Reason through the code above, and convince yourself it makes sense. The second yield is reached after while loop exits. When the function reaches the implicit return at the end, the iteration stops.

With these pieces, we can realize the each_sentence function above:

  1. import re
  2. def each_sentence(text):
  3. start = 0
  4. for match in re.finditer(r'\.\s+', text):
  5. end = match.start() + 1
  6. sentence = text[start:end]
  7. yield sentence
  8. start = match.end()
  9. yield text[start:]

There's a little bit of complexity here, but since you're subscribed to a newsletter devoted to advanced Python programming, I know you can handle it. The each_sentence function iterates through the sentence boundaries it finds in the text, using the indices in the regex match object to find the starting and end character positions of each sentence. It then returns a slice4 of the original full text containing just the sentence. Since the last sentence of the text may not have any space after the final period, there's an extra yield statement at the end just for that tail.

Now when we run the for-loop using each_sentence, here's what we get:

  1. This is a body of text.
  2. It has several sentences.
  3. Some are long and some are short.

This performantly handles any size corpus of text, up to available system memory. And it will do so with high responsiveness - iterating through the sentences immediately, without an expensive preprocessing step before entering the for loop.
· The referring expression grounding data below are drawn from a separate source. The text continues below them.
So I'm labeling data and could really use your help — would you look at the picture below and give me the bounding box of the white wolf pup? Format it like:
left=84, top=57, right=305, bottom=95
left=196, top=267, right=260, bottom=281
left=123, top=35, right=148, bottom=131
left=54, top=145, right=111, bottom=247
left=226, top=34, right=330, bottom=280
(Bonus: the ending punctuation is consistent now!)

This Is Easier In Python 3

Python 3 has many improvements over Python 2, far more than most people realize. One pervasive and subtle change: iterators are used in many places where, previously, full lists were created and allocated. Some of these were mentioned above, and there are more as well:

Generally speaking, Python 3 uses iterators by default in more places, unless you explicitly convert it to a list or other sequence. So one advantage of implementing an application in Python 3, or porting an existing one, is that the program may scale better "for free".

Since being able to write scalable software is one of the things that separates average developers from world-class engineers, it's a key topic I'll focus on in the upcoming Advanced Python course, and in future editions of this newsletter.

  1. Or N at a time, i.e. some bounded number. Most applications will actually fit this mold; it's rare you will need to cross-correlate every record of a giant data set.

  2. Apparently, run-on sentence novels exist. But hopefully you won't... run into them.

  3. Often you will see people use the word "generator" interchangeably to describe the function, or the object returned by the function. It's often clear enough by the context. If you want to be more explicit, use "generator" to refer to the function object, and "generator object" for what the function returns when called. A generator object can always be used exactly like an iterator; if you want to be exacting, it's not identical to an iterator, but that's a topic for a different article.

  4. A slice of a string is itself a string, created by a concise syntax: my_str[start:end], where start is the zero-based starting character, and end is one past the ending character. So "Hello there, world!"[6:11] == "there".